If every initial condition of the universe is known, could anything truly be random?
woah damn bro you are a really deep thinker
>>8277221
I was wondering something similar.
If we have a unified theory and a set of formulas for that.
Could we predict what was the state of a person that lived 200 years ago and copy that inside a computer?
>>8277221
It's an unsolved problem. All we can say is you have to choose between counterfactual definiteness and locality, and most physicists would rather keep locality. The rest is speculation.
Define initial
>>8277227
Why of course you're correct. This is all a matter of speculation, and ultimately holds no grounded evidence. However speculation is quite fun!
>>8277231
By Initial I mean every condition in which the universe begun. My assertion is that having all relevant data of the origins of the universe, in addition to the means to predict all outcomes, that nothing cannot be predicted.
>>8277259
>However speculation is quite fun!
Is it?
>My assertion is that having all relevant data of the origins of the universe, in addition to the means to predict all outcomes, that nothing cannot be predicted.

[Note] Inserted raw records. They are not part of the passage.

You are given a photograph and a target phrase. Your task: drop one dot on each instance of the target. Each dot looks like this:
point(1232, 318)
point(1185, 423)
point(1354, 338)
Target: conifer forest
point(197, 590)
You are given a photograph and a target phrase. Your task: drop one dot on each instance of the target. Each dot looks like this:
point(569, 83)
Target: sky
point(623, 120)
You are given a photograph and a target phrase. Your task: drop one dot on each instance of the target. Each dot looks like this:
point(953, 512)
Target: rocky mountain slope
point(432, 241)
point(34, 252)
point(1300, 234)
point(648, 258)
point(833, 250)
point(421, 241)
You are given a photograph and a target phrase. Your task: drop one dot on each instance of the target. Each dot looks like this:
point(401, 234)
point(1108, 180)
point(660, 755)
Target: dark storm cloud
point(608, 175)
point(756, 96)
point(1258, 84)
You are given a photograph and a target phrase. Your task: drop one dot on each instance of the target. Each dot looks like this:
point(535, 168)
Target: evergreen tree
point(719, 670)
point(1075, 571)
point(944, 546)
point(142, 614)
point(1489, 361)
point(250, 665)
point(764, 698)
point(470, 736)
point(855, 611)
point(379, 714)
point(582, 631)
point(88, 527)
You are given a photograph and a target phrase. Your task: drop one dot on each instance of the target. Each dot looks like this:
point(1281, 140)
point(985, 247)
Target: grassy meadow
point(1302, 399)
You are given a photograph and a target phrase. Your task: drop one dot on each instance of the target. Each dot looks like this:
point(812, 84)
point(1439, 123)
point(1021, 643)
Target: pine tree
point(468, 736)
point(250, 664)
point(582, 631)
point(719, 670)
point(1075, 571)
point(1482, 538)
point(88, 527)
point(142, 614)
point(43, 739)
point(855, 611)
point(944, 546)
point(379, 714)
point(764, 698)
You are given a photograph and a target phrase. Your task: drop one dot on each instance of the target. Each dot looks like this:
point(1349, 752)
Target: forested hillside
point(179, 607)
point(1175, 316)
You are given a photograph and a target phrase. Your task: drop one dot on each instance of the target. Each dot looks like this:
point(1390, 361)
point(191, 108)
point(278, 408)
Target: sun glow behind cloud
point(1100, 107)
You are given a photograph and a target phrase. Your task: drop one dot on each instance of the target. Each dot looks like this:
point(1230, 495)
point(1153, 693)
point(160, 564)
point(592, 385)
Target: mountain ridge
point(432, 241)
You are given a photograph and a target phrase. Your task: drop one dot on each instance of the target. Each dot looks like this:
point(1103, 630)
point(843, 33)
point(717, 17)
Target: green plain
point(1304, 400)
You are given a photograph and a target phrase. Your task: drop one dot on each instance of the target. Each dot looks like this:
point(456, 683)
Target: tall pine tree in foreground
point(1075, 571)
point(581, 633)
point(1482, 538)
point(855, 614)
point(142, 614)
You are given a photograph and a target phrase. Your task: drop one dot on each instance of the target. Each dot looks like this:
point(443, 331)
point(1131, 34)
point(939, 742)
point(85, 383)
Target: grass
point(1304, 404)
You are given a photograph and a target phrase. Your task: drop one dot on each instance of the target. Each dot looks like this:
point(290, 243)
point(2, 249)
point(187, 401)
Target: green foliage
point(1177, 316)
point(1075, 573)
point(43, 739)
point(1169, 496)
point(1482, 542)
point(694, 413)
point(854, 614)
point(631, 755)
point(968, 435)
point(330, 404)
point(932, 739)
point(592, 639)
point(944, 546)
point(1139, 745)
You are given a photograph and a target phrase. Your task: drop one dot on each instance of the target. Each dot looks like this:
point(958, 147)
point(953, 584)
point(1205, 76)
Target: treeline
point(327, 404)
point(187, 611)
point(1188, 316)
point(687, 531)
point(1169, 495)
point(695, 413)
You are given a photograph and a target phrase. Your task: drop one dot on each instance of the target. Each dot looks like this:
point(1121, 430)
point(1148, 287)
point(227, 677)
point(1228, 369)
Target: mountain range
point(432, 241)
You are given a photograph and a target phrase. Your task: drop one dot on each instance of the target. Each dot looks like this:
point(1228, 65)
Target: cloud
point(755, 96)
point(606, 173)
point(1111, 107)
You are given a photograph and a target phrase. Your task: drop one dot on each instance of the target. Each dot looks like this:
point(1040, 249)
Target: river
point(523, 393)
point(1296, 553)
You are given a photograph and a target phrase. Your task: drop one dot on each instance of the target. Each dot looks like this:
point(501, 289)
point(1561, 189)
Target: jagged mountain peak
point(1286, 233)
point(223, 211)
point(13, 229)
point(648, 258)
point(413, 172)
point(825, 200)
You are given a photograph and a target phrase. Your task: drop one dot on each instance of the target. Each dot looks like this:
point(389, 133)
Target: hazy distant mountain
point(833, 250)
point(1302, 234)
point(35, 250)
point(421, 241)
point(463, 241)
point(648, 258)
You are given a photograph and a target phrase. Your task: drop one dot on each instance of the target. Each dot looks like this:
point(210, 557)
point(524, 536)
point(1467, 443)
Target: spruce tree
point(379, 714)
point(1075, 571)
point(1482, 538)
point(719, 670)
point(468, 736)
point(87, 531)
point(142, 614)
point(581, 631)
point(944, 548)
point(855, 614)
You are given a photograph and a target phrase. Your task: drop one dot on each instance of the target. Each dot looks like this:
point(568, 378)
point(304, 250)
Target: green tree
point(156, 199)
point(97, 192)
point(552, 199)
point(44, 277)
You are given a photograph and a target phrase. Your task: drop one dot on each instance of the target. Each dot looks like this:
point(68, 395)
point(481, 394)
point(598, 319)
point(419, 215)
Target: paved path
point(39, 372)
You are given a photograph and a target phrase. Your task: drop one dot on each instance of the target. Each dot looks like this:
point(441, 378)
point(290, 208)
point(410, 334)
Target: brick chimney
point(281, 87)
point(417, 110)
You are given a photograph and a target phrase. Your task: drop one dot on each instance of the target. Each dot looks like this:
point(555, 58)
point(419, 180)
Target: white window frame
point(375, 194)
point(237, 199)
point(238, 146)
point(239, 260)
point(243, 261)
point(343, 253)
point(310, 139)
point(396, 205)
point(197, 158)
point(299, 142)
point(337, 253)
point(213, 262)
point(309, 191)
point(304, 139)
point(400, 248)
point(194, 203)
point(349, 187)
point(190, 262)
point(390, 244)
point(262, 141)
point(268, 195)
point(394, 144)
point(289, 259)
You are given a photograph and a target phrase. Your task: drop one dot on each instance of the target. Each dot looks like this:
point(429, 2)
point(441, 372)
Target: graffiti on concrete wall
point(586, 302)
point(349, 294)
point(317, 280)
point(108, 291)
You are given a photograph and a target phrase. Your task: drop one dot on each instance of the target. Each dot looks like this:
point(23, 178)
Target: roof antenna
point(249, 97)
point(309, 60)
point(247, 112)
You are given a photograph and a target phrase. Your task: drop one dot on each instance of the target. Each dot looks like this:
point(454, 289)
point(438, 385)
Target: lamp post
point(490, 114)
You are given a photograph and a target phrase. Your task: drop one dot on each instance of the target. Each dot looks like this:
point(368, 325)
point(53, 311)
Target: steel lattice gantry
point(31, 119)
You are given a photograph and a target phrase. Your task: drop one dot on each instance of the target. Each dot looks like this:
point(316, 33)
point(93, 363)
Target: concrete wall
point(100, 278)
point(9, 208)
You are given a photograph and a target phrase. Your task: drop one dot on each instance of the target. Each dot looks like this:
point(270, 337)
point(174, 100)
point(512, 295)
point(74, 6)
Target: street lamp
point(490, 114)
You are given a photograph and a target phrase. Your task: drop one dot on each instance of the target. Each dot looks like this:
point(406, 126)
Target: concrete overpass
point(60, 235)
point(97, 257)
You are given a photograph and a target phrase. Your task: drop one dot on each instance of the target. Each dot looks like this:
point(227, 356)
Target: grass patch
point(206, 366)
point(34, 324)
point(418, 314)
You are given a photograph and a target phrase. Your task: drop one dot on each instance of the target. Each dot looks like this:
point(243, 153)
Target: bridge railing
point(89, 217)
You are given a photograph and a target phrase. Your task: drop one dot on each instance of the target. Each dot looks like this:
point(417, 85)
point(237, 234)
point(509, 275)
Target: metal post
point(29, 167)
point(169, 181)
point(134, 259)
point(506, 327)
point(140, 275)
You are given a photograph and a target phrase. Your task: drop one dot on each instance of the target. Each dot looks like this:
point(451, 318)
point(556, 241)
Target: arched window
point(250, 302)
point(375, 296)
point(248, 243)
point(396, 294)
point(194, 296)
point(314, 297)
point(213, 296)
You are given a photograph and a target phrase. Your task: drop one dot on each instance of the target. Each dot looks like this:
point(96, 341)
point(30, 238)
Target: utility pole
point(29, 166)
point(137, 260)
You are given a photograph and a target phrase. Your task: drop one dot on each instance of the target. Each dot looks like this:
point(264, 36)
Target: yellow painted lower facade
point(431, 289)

Okay, I read that that's your assertion. Now what?
>>8277221
Yes, why not? If the universe is stochastic the same initial conditions can produce almost any outcome
>>8277221
How did the previous universe end?
Tell me how you would know the conditions of a particle with certainty
Didn't expect this did you bitch, life is random
Spiderman thread now
>>8277221
you clearly never heard of quantum mechanics
>>8277286
Who is to say there was a previous universe?
>>8277221
Ok, let's forget QM...
Without any randomness you'll get a fractal universe. More repeatable, without mistakes. Boring. Universe couldn't evolve to what it is now without some randomness thrown into it's initial algorithms.